Jakarta – Alumni from 48 leading universities and institutions have thrown their weight behind student rallies for reform and vowed to establish a special network to aid families whose relatives "disappear".
After a gathering which featured a free-speech forum, the Cooperation Body of Indonesian University Alumni said Saturday they were concerned about the cases of missing persons, many of whom were students from universities they had graduated from.
"We will strongly focus on the issue of the disappearances because it is a clear violation of human rights. There will be internal cooperation among us which is aimed at giving advice and voicing these concerns," the head of the body, Kusnadi Hardjasoemantri, said as quoted by Antara.
The meeting of alumni was held at the University of Indonesia campus in Depok to commemorate National Education Day which falls on May 2.
He explained that the assistance wold cover legal and psychological counseling, both for those who disappeared and those who participated in demonstrations.
Several activists and a politician have been reported missing for the past few months. While some notable figures, namely Pius Lustrilanang, Andi Arief, Desmond J. Mahesa and Indonesian Democratic Party politician Haryanto Taslam, have reappeared, others are still missing.
The National Commission on Human Rights, in a report, has said that they were abducted by force by a well-organized unit.
When asked about the "moral movement" initiated by the students, the alumni expressed the belief that it had the backing of the public at large.
Political commentator Wimar Witoelar said protests currently being staged by students enjoyed greater public support than the ones held in 1966, which only had the backing of the Army.
The famous 1966 student demonstrations were a precursor for the New Order regime which resulted in the banishment of the Indonesian Communist Party.
Head of the central branch of the University of Indonesia alumni association, Hariadi Dharmawan, urged the "actors" in the present national development not to be ashamed to admit their faults. "We realize that the many problems now arising may have been contributed by the alumni of our alma mater, but we shouldn't be afraid to admit them," he said.
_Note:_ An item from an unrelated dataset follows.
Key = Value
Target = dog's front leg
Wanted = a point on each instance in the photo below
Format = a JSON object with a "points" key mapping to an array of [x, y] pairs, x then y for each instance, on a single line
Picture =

In a joint statement read by Toeti Herati Noerhadi, a professor of philosophy at the University of Indonesia, the alumni said they were "concerned that the adverse impacts of the (monetary) crisis have been exacerbated because of rampant corruption, collusion and nepotism in the bureaucracy that have led to a political crisis and a crisis in (people's) confidence (in the government)".
They also said they backed the students' push for political economic and law reforms and deplored the strong-arm approach employed by the Armed Forces (ABRI) in handling the student movement.
They said repressive actions were against the state ideology Pancasila and human rights principles.
Participants, who one by one were given opportunities to speak at the meeting, urged all members of society to join the student movement in order "to force the government to initiate total reform and eliminate the causes of the crisis".
Only by combating corruption, collusion and nepotism, and by taking concrete steps to defuse the crisis, can the government regain both local and international confidence, they said.
Koento Wibisono, representing the alumni of Yogyakarta-based Gadjah Mada University called for total reform by upholding the law and human rights amending the 1945 Constitution and strengthening national unity.
A review of the Armed Forces' dual function – as both security and sociopolitical forces – is also needed to create a favorable political system.
Mayaksa Johan, representing alumni of the Sumatra Utara University, said political reform should be prioritized since the government has often abused the law, including the Constitution in its efforts to maintain the status quo, often at the expense of people's political rights.
"For more than 3 0 years now, the New Order administration has deceived the people and 'castrated' their political rights and freedom," he said. "We are given only the opportunity to do what the government wants us to, and are never given the opportunity to say no."